Sail Ahead: Turning problems into opportunity
By Cdr Abhilash Tomy | JAN 2016
I was preparing for my tenth board exam when I came across a book which I thought might help me prepare for the history paper. It was titled, The Study of History and was written by a man who was touted as the father of modern history.
In the book, Arnold Toynbee talks about 20 civilisations and makes a comparative study to understand the conditions that cause civilisations to prosper or wilt. Not surprisingly, he concluded that their fate depended on how well they responded to challenges.
Toynbee’s book did not help me score much in the exam (I scored about 30 percent below the average in history) but at the age of 15, it taught me a lifelong lesson which changed me in a fundamental way.

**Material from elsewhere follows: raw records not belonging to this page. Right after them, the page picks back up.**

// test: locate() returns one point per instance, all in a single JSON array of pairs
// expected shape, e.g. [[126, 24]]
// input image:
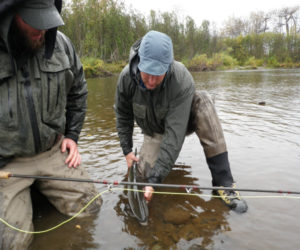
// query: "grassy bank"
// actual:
[[94, 67]]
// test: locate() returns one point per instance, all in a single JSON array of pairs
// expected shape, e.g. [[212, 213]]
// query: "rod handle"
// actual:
[[4, 175]]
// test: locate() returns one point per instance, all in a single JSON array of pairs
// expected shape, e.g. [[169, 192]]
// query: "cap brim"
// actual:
[[41, 19], [152, 67]]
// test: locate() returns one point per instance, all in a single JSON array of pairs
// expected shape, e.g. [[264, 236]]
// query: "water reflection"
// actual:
[[176, 220]]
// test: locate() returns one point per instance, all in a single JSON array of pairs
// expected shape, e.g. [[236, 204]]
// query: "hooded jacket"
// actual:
[[41, 98], [164, 110]]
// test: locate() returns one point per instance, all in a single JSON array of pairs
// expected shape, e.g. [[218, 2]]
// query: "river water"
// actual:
[[264, 151]]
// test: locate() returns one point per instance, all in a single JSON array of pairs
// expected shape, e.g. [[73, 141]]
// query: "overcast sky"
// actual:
[[213, 10]]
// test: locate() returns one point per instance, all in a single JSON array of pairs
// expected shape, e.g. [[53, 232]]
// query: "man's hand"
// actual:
[[74, 158], [130, 158], [148, 193]]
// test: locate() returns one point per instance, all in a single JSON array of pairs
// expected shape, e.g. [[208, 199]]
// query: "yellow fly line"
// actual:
[[136, 190]]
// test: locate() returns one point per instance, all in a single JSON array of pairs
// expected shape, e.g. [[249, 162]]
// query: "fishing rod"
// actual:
[[188, 188]]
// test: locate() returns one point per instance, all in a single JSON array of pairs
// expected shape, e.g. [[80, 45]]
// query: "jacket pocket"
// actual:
[[139, 111], [8, 97], [160, 112], [53, 82]]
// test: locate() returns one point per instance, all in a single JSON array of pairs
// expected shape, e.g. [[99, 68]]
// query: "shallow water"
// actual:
[[264, 150]]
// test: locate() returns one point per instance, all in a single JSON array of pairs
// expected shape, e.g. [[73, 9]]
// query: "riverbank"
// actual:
[[94, 67]]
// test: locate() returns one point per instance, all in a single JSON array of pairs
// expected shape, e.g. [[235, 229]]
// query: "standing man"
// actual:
[[42, 109], [159, 94]]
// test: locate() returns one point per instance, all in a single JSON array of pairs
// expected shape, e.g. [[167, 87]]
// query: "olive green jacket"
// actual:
[[164, 110], [40, 99]]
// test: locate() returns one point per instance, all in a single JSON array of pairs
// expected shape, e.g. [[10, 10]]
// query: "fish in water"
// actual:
[[136, 198]]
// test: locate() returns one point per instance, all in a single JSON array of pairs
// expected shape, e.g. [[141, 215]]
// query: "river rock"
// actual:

People do have a tendency to imagine that a life without problems would be a satisfied one but analysing things in the light of what I found in the book made me realise how wrong the supposition was.
You don’t really have to go looking for problems, but when one presents itself, you must use it as an opportunity. Einstein said that we cannot solve our problems with the same thinking that created them.
It is in the nature of a problem to force us to change our thinking, and in doing so we only become better than ourselves.
Edmund Hillary, Tenzing Norgay and Robin Knox-Johnston and such like are names we recognise today because there was a tall mountain and seemingly obstinate oceans waiting to be surmounted and crossed. It is perhaps this thinking which sifts the great from the ordinary.